Last winter, when most Americans were watching the 2014 Winter Olympic Games on TV, David Francis ’99 (CLAS) was in Russia experiencing them live — and getting paid for it. Francis works at the United States Olympic Committee (USOC) as the manager of government relations, a position that involves working closely with the U.S. Department of State and foreign governments to facilitate visa arrangements for American athletes and officials traveling abroad for training and competition. “We’re the team behind the team,” Francis said.

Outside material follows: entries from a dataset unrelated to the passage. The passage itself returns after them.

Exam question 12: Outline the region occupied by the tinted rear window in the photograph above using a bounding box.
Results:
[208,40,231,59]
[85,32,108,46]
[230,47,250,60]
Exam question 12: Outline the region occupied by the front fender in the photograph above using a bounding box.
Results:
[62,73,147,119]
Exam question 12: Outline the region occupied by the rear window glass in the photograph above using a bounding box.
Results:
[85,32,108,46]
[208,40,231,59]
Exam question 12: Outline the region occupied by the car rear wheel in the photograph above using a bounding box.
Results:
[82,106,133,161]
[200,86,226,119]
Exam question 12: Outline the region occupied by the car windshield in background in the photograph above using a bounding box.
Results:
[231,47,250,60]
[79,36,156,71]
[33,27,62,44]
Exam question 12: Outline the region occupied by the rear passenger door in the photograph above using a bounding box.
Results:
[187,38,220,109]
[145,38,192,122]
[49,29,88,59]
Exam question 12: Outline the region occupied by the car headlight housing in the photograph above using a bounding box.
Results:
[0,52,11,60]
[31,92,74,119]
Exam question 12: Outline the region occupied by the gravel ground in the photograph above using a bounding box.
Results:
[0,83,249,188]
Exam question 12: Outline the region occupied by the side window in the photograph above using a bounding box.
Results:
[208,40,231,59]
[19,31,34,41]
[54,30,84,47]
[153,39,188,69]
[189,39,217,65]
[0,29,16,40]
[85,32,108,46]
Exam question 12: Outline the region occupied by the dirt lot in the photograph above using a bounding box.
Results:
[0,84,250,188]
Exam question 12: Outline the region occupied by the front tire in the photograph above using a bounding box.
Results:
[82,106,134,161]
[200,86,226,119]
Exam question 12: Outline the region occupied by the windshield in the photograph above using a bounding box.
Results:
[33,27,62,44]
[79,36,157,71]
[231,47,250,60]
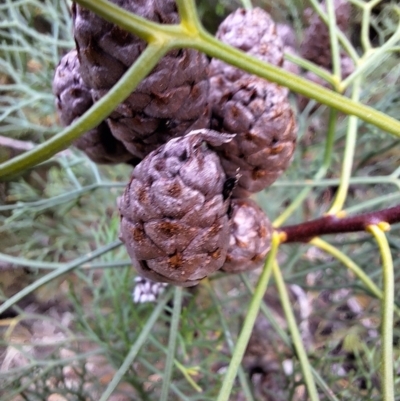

Francis received his first exposure to big-time athletics as an undergraduate at UConn. A student-athlete all his life, at UConn he realized he could no longer compete at the highest levels of competition and needed sports in his life. First, he worked part-time in the Athletics Department, gaining experience in sports marketing and on the department’s facilities crew. He remembers doing a promotion at center court before a nationally televised basketball game between the Huskies and Stanford. “Being a 19-, 20-year-old kid, that was pretty special,” he said. “That’s about as close as you can get without actually being in the game.” He also worked volleyball, soccer, and field hockey games on the facilities crew.

Still a rabid Huskies fan, Francis checks UConn sports blogs nearly every day and regularly attends game-watching parties sponsored by the Washington, D.C. alumni chapter. It was that passion for sports that propelled his career search. “I knew that I wanted to work in the sports industry in some capacity,” he said. “I just didn’t know how I was going to do it.”

After graduating from UConn, where he double-majored in political science and journalism, he earned a JD from California Western School of Law and a master’s degree from Georgetown University’s Sports Industry Management (SIM) Program; in between, he interned at the NFL Players Association. Soon after receiving his MA in 2010, around the time of the Winter Olympics in Vancouver, he saw an open position at the USOC and submitted his application. “I knew it would be an opportunity I’d enjoy, so I jumped on it immediately.”

He eventually rose through the ranks to become the manager of government relations, and has now worked three Olympics. At the games, he’s primarily a “people mover,” as he describes it, escorting officials and statesmen to and from events. One of his favorite memories is spending a day in Sochi in 2014 watching bobsled with Billie Jean King, legendary tennis great and winner of Presidential Medal of Freedom who was part of the United States Presidential Delegation to the Games.

But helping to manage Team USA at the Olympics is only the most visible part of Francis’s job. “The USOC isn’t just a job every two years,” he said. “It’s constant. We’re the support system for American athletes who are continuously training and traveling abroad to compete. The Olympics and Paralympic Games are the crowning moment, but they’re like mile 26 of a marathon.”